Oats to Gluten Free Oats: This was a knew switch to me that I was unsure of.  But knew research on gluten goes to show that gluten free oats gives the benefits of oats but with better digestion.  

Artificial Sweetener to Stevia:  Hard for me to give up aspartame but stevia is a natural form of low calorie sweetener and makes my home made weight gainer shakes just as tolerable.  

Natural Honey to Raw honey- Why short myself on all the benefits of honey, has more nutrients than that shiny gold honey in most grocery stores, even has pollen in it still which isn't appealing at first.  But the stuff actually tastes better.

Ones a day Juice: I do think that it is important to get whole vegetables, but I have noticed a change in energy and even the way my skin looks from making my own vegetable juice.  Typically I use kale, green apple, sweet potato, ginger, beet, and celery.  

I created this to be critiqued and to spin some ideas off people who are in the same boat of trying to get the most from there food.  I believe that food is the foundation of this game.


----------



## pirovoliko (Oct 31, 2012)

Wanted to try black rice - thanks for the info.  
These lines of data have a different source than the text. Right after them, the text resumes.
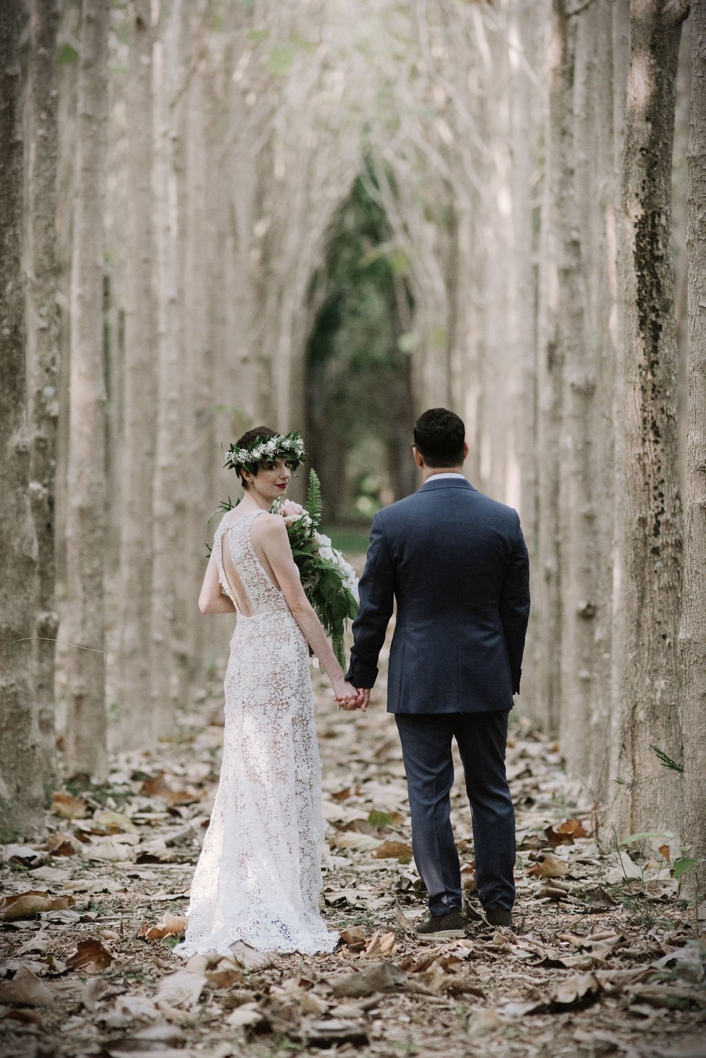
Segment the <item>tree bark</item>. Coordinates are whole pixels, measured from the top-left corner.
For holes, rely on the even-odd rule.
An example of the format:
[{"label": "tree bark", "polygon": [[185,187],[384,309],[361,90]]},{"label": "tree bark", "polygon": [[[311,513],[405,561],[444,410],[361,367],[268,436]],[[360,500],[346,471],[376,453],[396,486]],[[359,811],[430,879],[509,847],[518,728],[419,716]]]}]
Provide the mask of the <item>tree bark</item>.
[{"label": "tree bark", "polygon": [[42,815],[32,637],[36,633],[37,537],[30,506],[25,300],[22,282],[23,5],[0,5],[0,837],[12,840]]},{"label": "tree bark", "polygon": [[[706,4],[691,8],[691,129],[687,254],[689,271],[689,412],[682,653],[684,827],[687,856],[706,857]],[[706,865],[684,875],[703,899]]]},{"label": "tree bark", "polygon": [[106,539],[103,358],[104,203],[110,0],[85,0],[78,70],[78,135],[71,274],[71,411],[67,586],[70,653],[66,766],[107,772],[105,701]]},{"label": "tree bark", "polygon": [[[539,620],[542,624],[538,656],[538,709],[550,731],[557,731],[561,713],[562,564],[560,554],[559,439],[562,418],[563,346],[559,335],[560,208],[569,160],[565,158],[565,86],[573,79],[573,36],[557,0],[553,4],[549,38],[549,105],[546,172],[542,203],[540,304],[538,318],[538,565],[535,573]],[[571,74],[570,74],[570,71]]]},{"label": "tree bark", "polygon": [[178,196],[173,124],[169,103],[179,70],[180,18],[172,7],[161,15],[154,51],[154,227],[157,276],[159,397],[153,482],[151,591],[151,694],[155,733],[173,730],[182,669],[180,596],[174,569],[184,546],[180,495],[184,446],[183,343],[179,327]]},{"label": "tree bark", "polygon": [[30,269],[27,362],[31,372],[31,496],[37,533],[38,613],[35,635],[35,698],[40,773],[45,792],[55,785],[54,667],[59,616],[54,587],[57,420],[59,411],[59,312],[57,305],[56,0],[33,0],[30,56],[31,156],[27,179]]},{"label": "tree bark", "polygon": [[[117,724],[120,749],[152,734],[150,701],[152,482],[155,449],[155,300],[152,197],[152,26],[150,0],[131,0],[126,92],[127,312],[120,512]],[[142,117],[140,115],[143,115]]]},{"label": "tree bark", "polygon": [[623,832],[681,823],[677,633],[682,508],[671,271],[671,158],[681,24],[632,0],[620,247],[625,322],[625,597],[618,774]]}]

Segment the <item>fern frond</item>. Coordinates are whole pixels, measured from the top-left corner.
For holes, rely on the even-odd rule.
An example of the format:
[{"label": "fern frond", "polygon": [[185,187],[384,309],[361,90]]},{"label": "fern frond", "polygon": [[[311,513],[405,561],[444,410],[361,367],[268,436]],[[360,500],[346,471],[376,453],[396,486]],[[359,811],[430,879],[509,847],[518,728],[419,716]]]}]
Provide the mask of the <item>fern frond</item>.
[{"label": "fern frond", "polygon": [[306,510],[309,511],[314,528],[318,529],[321,521],[321,484],[314,468],[312,468],[309,472]]}]

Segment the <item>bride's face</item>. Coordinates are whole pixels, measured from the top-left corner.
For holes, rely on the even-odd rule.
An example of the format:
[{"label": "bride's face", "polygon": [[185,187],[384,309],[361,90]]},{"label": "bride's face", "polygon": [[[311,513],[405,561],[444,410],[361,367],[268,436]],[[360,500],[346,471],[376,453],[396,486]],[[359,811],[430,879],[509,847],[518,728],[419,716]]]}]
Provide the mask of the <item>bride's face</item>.
[{"label": "bride's face", "polygon": [[248,478],[247,491],[254,496],[266,499],[270,505],[273,499],[282,498],[285,495],[291,477],[292,471],[287,461],[278,456],[274,466],[261,467],[254,477]]}]

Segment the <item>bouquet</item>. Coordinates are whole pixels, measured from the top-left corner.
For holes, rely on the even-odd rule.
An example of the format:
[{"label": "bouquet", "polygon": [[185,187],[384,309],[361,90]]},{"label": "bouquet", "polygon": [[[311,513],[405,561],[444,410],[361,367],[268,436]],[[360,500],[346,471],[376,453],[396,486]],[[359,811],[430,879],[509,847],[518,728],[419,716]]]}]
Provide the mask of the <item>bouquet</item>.
[{"label": "bouquet", "polygon": [[[240,500],[231,503],[228,496],[213,511],[209,523],[216,514],[225,514],[239,503]],[[309,474],[305,508],[291,499],[276,499],[270,511],[272,514],[281,514],[284,518],[301,586],[323,631],[331,637],[333,652],[345,670],[343,635],[346,622],[352,620],[358,612],[358,579],[341,552],[331,546],[331,540],[318,532],[321,521],[321,487],[316,472],[312,470]]]},{"label": "bouquet", "polygon": [[284,518],[301,586],[323,631],[331,637],[333,652],[345,670],[343,634],[346,622],[358,612],[358,580],[341,552],[332,547],[328,536],[318,532],[321,489],[315,471],[309,475],[305,508],[291,499],[276,499],[271,511]]}]

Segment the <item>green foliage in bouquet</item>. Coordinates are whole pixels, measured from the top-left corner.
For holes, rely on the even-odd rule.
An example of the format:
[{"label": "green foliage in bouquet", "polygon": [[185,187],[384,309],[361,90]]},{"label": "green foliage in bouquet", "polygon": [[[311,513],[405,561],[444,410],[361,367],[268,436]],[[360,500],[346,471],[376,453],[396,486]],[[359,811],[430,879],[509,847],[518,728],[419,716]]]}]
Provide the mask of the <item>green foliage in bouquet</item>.
[{"label": "green foliage in bouquet", "polygon": [[[237,507],[228,496],[211,514],[208,522],[217,514],[223,515]],[[280,500],[276,499],[272,507],[273,514],[280,513]],[[340,551],[330,547],[324,537],[321,541],[317,529],[321,523],[321,486],[316,471],[309,474],[309,491],[306,509],[294,522],[287,524],[286,531],[292,546],[292,555],[299,570],[301,586],[316,616],[323,626],[327,636],[331,637],[333,652],[341,669],[346,669],[346,650],[343,636],[346,622],[352,620],[358,612],[358,603],[352,591],[354,573]],[[321,554],[323,549],[324,554]],[[210,553],[210,548],[208,548]],[[326,552],[330,551],[332,558]]]},{"label": "green foliage in bouquet", "polygon": [[350,567],[340,565],[343,561],[340,552],[331,549],[331,559],[320,553],[321,542],[316,531],[320,521],[321,487],[316,472],[312,470],[306,510],[287,526],[287,532],[306,598],[316,610],[323,631],[331,636],[331,645],[341,669],[346,669],[346,622],[355,617],[358,603],[350,586]]}]

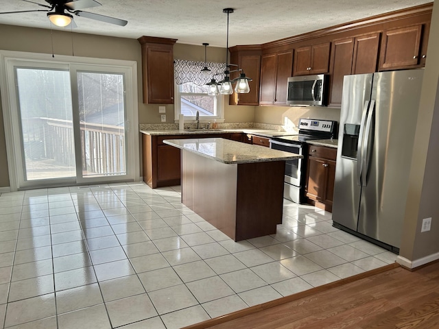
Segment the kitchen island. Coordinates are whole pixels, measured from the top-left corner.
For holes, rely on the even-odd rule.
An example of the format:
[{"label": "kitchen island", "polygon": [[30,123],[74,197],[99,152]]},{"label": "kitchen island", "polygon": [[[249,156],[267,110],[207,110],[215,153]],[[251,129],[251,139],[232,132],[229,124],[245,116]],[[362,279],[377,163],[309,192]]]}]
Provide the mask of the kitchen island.
[{"label": "kitchen island", "polygon": [[302,156],[220,138],[163,143],[181,150],[183,204],[235,241],[276,233],[285,161]]}]

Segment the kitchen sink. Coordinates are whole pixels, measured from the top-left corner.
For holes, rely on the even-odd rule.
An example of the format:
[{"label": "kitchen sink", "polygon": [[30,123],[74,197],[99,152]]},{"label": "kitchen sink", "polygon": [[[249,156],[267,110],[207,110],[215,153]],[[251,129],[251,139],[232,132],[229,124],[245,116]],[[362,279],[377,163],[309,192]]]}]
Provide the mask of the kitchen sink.
[{"label": "kitchen sink", "polygon": [[221,132],[222,129],[185,129],[185,132]]}]

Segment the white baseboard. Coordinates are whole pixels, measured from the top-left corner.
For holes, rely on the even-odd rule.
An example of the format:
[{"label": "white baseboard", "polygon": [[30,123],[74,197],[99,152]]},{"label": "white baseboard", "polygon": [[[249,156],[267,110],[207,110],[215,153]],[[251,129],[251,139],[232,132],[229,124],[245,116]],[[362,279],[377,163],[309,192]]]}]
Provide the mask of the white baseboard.
[{"label": "white baseboard", "polygon": [[10,186],[0,187],[0,193],[6,193],[11,191]]},{"label": "white baseboard", "polygon": [[436,252],[436,254],[432,254],[414,260],[410,260],[406,258],[399,255],[396,257],[396,263],[409,269],[414,269],[419,266],[425,265],[429,263],[437,260],[438,259],[439,259],[439,252]]}]

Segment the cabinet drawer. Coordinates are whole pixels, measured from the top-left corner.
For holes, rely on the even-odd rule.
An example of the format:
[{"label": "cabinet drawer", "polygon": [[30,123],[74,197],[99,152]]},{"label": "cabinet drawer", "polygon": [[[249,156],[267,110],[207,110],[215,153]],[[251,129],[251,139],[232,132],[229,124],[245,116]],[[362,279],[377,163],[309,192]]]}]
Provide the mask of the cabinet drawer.
[{"label": "cabinet drawer", "polygon": [[252,141],[252,143],[255,145],[261,145],[270,147],[270,138],[265,138],[265,137],[253,135]]},{"label": "cabinet drawer", "polygon": [[318,156],[328,160],[337,159],[337,149],[326,147],[324,146],[309,145],[308,151],[309,156]]}]

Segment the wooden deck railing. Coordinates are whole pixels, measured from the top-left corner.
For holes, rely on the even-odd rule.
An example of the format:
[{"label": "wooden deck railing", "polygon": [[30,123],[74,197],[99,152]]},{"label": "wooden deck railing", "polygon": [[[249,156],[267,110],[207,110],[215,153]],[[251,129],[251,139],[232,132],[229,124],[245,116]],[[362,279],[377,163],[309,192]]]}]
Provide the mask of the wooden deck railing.
[{"label": "wooden deck railing", "polygon": [[[23,123],[25,154],[32,160],[54,159],[74,162],[73,123],[50,118],[28,119]],[[123,126],[80,123],[81,157],[84,175],[124,174],[125,130]]]}]

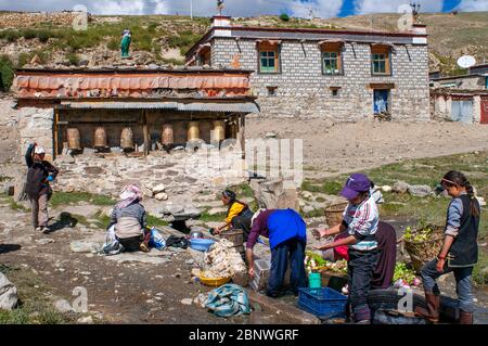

Raw honey is the only way to go - eat it everyday with my greek yougurt snack.


----------



## NbleSavage (Oct 31, 2012)

Been rocking Stevia for several years now. LOVE IT over any artificial sweetener, plus has some (possible) health benefits to boot.


----------



## Times Roman (Oct 31, 2012)

NbleSavage said:


> Been rocking *Stevia* for several years now. LOVE IT over any artificial sweetener, plus has some (possible) health benefits to boot.



I just picked up a pound of stevia for $50.  it really is the way to go.  all the other sweeteners have some serious issues.

BTW, as shocking as this may seem, the stevia in those packs are predominantly something else, and only a very small % is stevia


----------



## TR90125 (Oct 31, 2012)

Speaking of sweeteners....is splenda harmful at all?  Should I switch to stevia?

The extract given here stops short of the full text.